Messages over 2000 characters get split at newline boundaries. Slash commands handle /new, /model, /status, /paths, /cancel, and /help. The same commands also work as plain text messages.

What's next

The core harness is in good shape. Retries with exponential backoff, token-aware trimming, cost tracking, prompt caching, all done. But there's still stuff I want to add.

Streaming. Right now the bot waits for the full response before showing anything. On long answers, Discord's typing indicator expires and it looks like the bot is dead. I want to stream tokens and update the message as they come in.

Memory. The agent doesn't learn from corrections yet. If I tell it "use npm, not yarn" today, it won't remember tomorrow. I want the harness to detect those patterns and store them, without adding memory instructions to the system prompt.

Scheduled tasks. Nevinho runs 24/7 on a VPS. It should be able to run prompts on a schedule and report back. "Every morning at 9am, check if my services are up." That kind of thing.

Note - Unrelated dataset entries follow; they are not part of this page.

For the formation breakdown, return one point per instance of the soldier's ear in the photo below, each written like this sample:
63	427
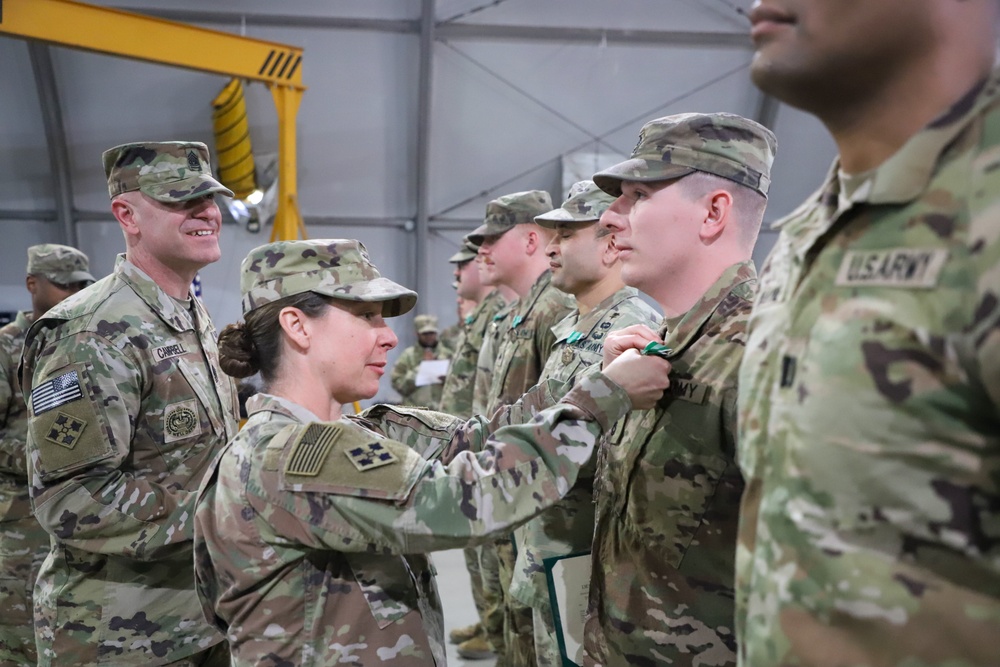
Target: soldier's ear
296	327
124	213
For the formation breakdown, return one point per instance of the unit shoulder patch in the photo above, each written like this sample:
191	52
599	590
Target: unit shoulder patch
375	466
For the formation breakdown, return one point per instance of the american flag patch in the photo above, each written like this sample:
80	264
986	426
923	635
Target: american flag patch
57	391
310	450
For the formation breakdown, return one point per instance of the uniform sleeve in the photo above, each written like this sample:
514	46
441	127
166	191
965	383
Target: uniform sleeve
12	445
490	481
83	394
404	373
982	342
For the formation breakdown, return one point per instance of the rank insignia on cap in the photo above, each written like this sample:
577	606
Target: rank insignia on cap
66	430
370	456
57	391
310	450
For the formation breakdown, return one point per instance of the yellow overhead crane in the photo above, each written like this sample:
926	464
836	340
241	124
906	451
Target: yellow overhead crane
128	35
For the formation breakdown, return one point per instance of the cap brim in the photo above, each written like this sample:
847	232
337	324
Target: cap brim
637	169
185	189
396	299
553	219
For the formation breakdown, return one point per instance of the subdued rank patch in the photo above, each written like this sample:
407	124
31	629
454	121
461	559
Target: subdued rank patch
310	449
57	391
370	456
180	420
892	267
66	430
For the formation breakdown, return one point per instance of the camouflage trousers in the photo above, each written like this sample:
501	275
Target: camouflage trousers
546	643
492	614
476	578
217	656
518	626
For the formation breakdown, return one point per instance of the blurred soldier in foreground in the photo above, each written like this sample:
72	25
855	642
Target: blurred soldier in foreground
312	529
584	263
54	273
405	371
870	388
690	204
127	409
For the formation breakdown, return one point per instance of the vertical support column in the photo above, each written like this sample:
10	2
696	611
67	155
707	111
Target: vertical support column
55	137
288	220
421	277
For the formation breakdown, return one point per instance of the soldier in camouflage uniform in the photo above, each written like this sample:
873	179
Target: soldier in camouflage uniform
584	263
516	246
689	208
54	273
127	409
870	387
456	399
311	527
404	373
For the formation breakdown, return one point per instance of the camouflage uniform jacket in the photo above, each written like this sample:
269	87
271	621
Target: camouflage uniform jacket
526	342
486	361
568	526
456	395
300	550
23	543
404	376
128	408
870	414
668	491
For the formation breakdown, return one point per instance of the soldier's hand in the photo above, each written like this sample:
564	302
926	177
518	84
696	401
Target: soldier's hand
636	337
644	378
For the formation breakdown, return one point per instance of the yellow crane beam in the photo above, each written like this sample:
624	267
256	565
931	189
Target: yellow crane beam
115	32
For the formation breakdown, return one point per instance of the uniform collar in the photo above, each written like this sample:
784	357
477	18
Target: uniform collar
270	403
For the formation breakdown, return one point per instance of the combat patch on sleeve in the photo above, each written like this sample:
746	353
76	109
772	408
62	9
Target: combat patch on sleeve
347	459
65	428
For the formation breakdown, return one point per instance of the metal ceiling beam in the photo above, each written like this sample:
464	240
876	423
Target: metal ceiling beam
461	31
55	138
426	77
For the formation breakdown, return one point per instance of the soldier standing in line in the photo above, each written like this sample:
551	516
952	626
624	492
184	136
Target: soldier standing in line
54	273
404	373
456	399
127	410
516	246
312	528
584	263
690	204
870	387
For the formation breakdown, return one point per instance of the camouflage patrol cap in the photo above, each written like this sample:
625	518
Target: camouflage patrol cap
168	171
467	252
334	267
586	203
519	208
60	264
425	324
722	144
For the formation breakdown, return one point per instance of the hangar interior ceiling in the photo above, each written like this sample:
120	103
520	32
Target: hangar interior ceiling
417	113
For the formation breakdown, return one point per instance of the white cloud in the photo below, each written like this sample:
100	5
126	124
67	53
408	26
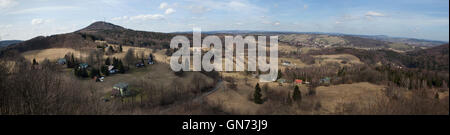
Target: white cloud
7	3
147	17
243	7
163	5
142	17
120	18
198	9
169	11
374	14
39	21
276	23
44	9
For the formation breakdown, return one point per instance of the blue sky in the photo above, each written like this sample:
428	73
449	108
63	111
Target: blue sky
424	19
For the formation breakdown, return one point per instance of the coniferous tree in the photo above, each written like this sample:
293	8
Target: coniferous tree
120	67
297	95
107	61
35	62
104	70
257	95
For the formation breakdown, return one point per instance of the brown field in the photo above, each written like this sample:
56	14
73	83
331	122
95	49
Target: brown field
338	58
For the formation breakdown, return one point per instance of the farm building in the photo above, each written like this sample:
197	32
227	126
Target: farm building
281	80
325	80
140	64
83	65
286	63
150	60
120	89
61	61
298	81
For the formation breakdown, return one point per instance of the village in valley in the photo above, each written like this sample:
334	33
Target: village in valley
101	74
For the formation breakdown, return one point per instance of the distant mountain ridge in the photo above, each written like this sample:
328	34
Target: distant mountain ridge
410	41
114	34
6	43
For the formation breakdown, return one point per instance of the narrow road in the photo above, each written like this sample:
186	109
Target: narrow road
217	87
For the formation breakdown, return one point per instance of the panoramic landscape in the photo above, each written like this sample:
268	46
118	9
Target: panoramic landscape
109	64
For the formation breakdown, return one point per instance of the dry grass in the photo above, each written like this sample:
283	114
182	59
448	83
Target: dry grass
333	97
338	58
51	54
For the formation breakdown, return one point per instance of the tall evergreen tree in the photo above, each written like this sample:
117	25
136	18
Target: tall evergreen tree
297	95
107	61
257	95
35	62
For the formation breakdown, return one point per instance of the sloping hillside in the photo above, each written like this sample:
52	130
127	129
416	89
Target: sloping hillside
435	58
6	43
118	35
104	31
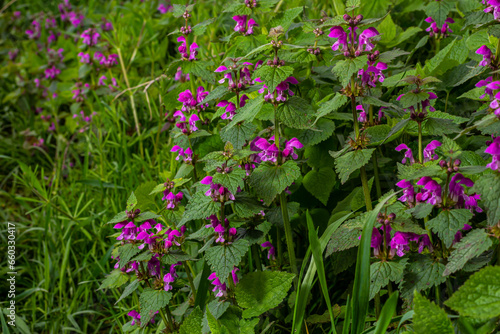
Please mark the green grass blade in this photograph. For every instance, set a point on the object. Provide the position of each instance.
(387, 312)
(307, 282)
(318, 260)
(361, 290)
(347, 318)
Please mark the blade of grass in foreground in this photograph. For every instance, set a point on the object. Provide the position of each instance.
(318, 260)
(387, 312)
(308, 279)
(361, 290)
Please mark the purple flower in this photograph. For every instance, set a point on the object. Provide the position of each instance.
(230, 107)
(167, 279)
(163, 9)
(90, 37)
(35, 31)
(217, 191)
(282, 91)
(101, 81)
(399, 244)
(52, 72)
(433, 29)
(271, 253)
(220, 288)
(494, 150)
(172, 200)
(408, 153)
(135, 316)
(490, 86)
(362, 115)
(487, 55)
(181, 77)
(243, 26)
(408, 192)
(429, 151)
(193, 102)
(372, 74)
(425, 242)
(183, 124)
(234, 276)
(183, 49)
(431, 192)
(289, 146)
(339, 33)
(493, 7)
(84, 57)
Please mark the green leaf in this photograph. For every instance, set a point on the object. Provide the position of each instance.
(114, 280)
(285, 19)
(199, 207)
(247, 112)
(320, 182)
(246, 206)
(192, 324)
(152, 301)
(295, 113)
(322, 131)
(411, 99)
(344, 69)
(261, 291)
(347, 235)
(231, 180)
(430, 318)
(439, 126)
(387, 29)
(361, 287)
(272, 76)
(479, 297)
(387, 313)
(417, 171)
(472, 245)
(438, 10)
(422, 210)
(332, 105)
(402, 37)
(448, 223)
(352, 161)
(452, 55)
(126, 252)
(384, 271)
(422, 273)
(397, 129)
(223, 258)
(489, 188)
(317, 252)
(119, 217)
(238, 134)
(128, 290)
(270, 180)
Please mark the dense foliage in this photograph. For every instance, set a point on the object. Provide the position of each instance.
(252, 166)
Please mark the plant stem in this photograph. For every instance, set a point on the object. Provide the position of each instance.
(289, 237)
(366, 189)
(190, 279)
(420, 151)
(376, 175)
(256, 256)
(377, 305)
(132, 101)
(280, 248)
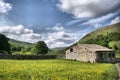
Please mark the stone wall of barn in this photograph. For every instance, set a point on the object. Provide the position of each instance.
(81, 54)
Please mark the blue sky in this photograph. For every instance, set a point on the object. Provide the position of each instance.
(59, 23)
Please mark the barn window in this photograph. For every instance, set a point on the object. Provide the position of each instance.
(113, 55)
(71, 50)
(101, 55)
(109, 55)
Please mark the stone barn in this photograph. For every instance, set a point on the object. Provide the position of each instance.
(90, 53)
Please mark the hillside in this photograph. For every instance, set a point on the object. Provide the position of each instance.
(108, 36)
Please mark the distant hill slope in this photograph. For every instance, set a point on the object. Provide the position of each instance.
(107, 36)
(19, 43)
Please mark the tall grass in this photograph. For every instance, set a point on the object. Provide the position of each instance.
(55, 70)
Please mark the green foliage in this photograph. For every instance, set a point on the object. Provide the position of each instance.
(4, 45)
(55, 70)
(106, 36)
(40, 48)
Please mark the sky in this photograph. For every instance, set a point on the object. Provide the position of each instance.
(59, 23)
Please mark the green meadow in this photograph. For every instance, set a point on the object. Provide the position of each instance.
(56, 70)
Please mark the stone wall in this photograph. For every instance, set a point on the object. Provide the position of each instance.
(81, 54)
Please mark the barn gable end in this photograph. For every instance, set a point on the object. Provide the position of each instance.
(90, 53)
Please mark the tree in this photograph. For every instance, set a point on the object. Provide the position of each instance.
(4, 45)
(40, 48)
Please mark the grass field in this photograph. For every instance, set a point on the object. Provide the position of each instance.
(55, 70)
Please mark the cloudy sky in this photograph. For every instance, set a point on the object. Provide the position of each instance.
(59, 23)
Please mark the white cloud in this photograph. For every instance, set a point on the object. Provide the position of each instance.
(19, 32)
(88, 8)
(59, 38)
(4, 7)
(115, 20)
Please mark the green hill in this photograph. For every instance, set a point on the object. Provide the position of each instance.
(108, 36)
(19, 43)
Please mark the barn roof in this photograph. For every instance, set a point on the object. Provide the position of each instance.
(93, 47)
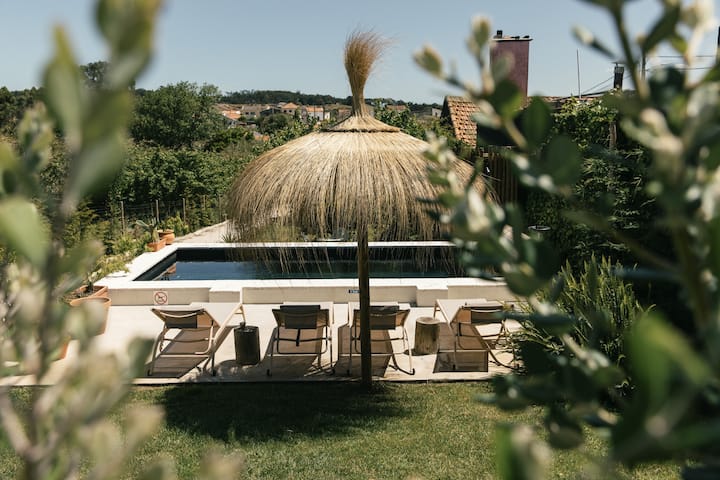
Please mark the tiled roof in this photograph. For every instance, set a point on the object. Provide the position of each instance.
(459, 110)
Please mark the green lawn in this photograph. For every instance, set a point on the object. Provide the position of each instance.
(335, 430)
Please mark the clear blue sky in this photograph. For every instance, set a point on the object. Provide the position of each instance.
(297, 45)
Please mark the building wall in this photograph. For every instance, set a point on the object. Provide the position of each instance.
(518, 49)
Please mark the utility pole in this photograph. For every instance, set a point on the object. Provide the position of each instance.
(577, 61)
(618, 78)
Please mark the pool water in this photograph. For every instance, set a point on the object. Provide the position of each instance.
(335, 262)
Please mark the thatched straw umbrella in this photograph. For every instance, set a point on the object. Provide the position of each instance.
(357, 175)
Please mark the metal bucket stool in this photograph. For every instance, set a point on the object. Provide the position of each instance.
(427, 333)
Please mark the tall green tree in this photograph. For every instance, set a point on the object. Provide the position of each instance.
(176, 116)
(95, 73)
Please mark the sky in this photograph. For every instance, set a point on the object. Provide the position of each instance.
(297, 45)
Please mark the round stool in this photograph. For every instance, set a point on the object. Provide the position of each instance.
(427, 331)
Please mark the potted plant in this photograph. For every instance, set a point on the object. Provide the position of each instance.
(167, 234)
(156, 243)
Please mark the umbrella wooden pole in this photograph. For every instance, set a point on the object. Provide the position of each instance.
(364, 287)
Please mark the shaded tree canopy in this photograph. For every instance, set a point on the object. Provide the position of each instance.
(94, 73)
(178, 115)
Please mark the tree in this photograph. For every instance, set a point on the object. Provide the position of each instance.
(672, 408)
(95, 73)
(178, 115)
(66, 432)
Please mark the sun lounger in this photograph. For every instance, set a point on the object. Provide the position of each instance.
(192, 332)
(388, 318)
(300, 324)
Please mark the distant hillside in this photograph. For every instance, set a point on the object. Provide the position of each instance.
(277, 96)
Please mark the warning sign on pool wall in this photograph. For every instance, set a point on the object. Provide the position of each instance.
(160, 297)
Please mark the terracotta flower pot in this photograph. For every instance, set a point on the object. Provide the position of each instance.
(106, 302)
(95, 291)
(168, 235)
(155, 246)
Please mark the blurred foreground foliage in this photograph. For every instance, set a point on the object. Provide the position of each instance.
(66, 432)
(665, 364)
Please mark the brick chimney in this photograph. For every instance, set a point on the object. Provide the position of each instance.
(518, 48)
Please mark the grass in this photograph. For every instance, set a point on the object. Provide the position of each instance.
(336, 430)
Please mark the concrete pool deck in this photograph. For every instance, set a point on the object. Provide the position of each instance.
(130, 316)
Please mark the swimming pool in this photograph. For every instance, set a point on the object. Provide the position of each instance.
(305, 261)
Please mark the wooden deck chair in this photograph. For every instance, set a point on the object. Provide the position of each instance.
(388, 318)
(478, 327)
(295, 324)
(189, 332)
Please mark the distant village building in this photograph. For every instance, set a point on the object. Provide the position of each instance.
(316, 113)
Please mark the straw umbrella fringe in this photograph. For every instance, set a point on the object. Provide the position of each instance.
(360, 174)
(358, 171)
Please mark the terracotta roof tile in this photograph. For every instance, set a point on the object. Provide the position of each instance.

I'm working through them one at a time.

What I learned

The LLM API differences are annoying but manageable. Anthropic and OpenAI have different message formats, different tool call structures, different system prompt handling. But once you define a clean interface, each adapter is about 100 lines.

Context management is the real work. The agent loop itself is simple. The hard part is controlling what the model sees: keeping the system prompt small, capping tool outputs, trimming history without losing important context. That's what makes a harness good or bad.

Safety takes more thinking than features. Approving dangerous operations, validating URLs, checking for sensitive paths. Every tool I add needs its own threat model.

Go was the right choice for this. Single binary, good concurrency primitives, a rich standard library. No framework needed. The whole project is about 4,700 lines across 21 files.